David Donoho, “High Dimensional Data Analysis: The Curses and Blessings of Dimensionality”

James later reduced his complaint to a sentence: fielding statistics made sense only as numbers, not as language. Language, not numbers, is what interested him. Words, and the meaning they were designed to convey. “When the numbers acquire the significance of language,” he later wrote, “they acquire the power to do all of the things which language can do: to become fiction and drama and poetry.”

Michael Lewis, Moneyball writing about Bill James, inventor of sabermetrics

Preface#

Welcome to this book!

These are lecture notes for Computer Science 506, Computational Tools for Data Science, as taught by me at Boston University.
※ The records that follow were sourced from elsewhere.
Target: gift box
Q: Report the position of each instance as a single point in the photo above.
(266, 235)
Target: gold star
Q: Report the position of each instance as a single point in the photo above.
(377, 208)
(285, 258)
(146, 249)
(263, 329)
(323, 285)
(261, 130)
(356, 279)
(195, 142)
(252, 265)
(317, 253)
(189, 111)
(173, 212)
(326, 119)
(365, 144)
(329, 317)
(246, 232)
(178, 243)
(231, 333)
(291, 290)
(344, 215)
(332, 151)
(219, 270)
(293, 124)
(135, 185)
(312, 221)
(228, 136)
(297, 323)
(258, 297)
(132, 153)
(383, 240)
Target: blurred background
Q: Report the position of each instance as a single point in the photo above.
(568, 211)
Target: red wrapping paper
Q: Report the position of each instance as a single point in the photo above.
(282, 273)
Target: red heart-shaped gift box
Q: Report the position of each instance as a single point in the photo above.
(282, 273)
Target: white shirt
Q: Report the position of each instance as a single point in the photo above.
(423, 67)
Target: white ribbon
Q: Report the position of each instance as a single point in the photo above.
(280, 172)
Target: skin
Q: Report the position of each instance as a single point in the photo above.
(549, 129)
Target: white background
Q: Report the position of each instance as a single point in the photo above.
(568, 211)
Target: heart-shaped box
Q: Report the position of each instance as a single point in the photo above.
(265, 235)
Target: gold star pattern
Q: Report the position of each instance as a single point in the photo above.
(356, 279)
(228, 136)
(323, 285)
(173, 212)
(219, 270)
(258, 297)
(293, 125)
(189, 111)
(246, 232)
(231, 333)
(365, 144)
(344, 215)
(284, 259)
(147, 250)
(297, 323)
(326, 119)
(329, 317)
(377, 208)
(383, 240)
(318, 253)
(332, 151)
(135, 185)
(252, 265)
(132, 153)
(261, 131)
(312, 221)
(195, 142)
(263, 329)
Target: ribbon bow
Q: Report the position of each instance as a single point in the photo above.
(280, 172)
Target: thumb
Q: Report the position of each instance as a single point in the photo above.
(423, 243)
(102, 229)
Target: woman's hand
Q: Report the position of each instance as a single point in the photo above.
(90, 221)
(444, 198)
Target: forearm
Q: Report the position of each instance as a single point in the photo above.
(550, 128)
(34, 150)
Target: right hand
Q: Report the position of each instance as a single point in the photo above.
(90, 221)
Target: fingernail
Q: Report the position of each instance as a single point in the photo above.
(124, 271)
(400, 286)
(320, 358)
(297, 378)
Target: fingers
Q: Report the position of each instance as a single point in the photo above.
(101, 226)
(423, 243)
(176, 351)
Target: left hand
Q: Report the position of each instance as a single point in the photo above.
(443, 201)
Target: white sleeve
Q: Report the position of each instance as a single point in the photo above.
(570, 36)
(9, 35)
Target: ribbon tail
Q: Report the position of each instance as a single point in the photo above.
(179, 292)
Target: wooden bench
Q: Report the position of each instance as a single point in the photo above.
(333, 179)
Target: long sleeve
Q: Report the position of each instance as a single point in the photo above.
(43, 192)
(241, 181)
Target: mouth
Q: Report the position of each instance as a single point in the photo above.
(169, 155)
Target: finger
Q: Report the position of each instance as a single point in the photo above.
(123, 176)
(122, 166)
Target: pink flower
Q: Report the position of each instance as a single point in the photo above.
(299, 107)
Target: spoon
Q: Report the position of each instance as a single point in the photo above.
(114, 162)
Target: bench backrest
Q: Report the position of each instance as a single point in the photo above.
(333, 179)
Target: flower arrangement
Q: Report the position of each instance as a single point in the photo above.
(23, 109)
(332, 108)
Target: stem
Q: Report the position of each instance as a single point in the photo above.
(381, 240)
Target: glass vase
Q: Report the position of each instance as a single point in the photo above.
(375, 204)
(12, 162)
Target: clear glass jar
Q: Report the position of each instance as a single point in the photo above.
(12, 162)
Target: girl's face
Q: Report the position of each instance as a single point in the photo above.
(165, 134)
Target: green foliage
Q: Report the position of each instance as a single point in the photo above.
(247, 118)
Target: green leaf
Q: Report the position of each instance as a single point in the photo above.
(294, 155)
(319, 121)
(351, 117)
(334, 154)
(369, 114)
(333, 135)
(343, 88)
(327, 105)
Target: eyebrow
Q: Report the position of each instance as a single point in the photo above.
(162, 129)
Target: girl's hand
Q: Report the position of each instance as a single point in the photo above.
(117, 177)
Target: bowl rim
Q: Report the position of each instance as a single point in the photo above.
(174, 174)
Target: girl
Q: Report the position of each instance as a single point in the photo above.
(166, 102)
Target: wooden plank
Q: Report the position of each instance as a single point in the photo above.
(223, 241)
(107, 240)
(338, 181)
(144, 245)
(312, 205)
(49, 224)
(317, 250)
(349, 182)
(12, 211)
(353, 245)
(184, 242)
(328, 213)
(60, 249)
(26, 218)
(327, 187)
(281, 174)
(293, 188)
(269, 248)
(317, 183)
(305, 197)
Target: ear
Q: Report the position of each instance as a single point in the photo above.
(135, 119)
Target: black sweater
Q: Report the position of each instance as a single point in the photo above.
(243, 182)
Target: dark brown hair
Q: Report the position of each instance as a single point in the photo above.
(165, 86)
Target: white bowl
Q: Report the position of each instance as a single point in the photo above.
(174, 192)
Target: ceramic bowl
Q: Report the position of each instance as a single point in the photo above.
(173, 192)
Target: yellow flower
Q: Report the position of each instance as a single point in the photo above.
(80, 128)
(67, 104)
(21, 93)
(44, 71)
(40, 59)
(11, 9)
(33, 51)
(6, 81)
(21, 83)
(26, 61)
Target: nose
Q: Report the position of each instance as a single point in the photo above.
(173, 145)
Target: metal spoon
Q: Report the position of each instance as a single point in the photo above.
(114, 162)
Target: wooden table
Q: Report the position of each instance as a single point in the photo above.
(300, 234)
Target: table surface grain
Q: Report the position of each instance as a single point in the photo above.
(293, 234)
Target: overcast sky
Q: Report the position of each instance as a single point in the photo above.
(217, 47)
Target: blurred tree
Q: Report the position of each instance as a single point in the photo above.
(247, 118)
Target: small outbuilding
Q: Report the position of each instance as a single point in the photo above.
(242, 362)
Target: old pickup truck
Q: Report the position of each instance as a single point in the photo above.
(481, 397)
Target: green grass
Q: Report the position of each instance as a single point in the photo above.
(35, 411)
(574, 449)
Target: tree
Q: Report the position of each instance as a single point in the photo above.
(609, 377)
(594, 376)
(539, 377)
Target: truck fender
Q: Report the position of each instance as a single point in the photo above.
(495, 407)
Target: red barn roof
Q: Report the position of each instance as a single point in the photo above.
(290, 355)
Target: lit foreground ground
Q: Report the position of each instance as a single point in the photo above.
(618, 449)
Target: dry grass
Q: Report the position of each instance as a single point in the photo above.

The content of the course has major contributions from Evimaria Terzi, George Kollios, and Lance Galletti. Errors are mine. (Please alert me to errors – or better yet, submit a pull request!).

Format#

The notes are in the form of Jupyter notebooks. Demos and most figures are included as executable Python code. All course materials are in the github repository here.

Each Chapter is based on a single Jupyter notebook, and each notebook forms the basis for one lecture (more or less).

This book will evolve as the semester progresses, but once I have given a lecture, the contents of that chapter will stay fixed except for corrections.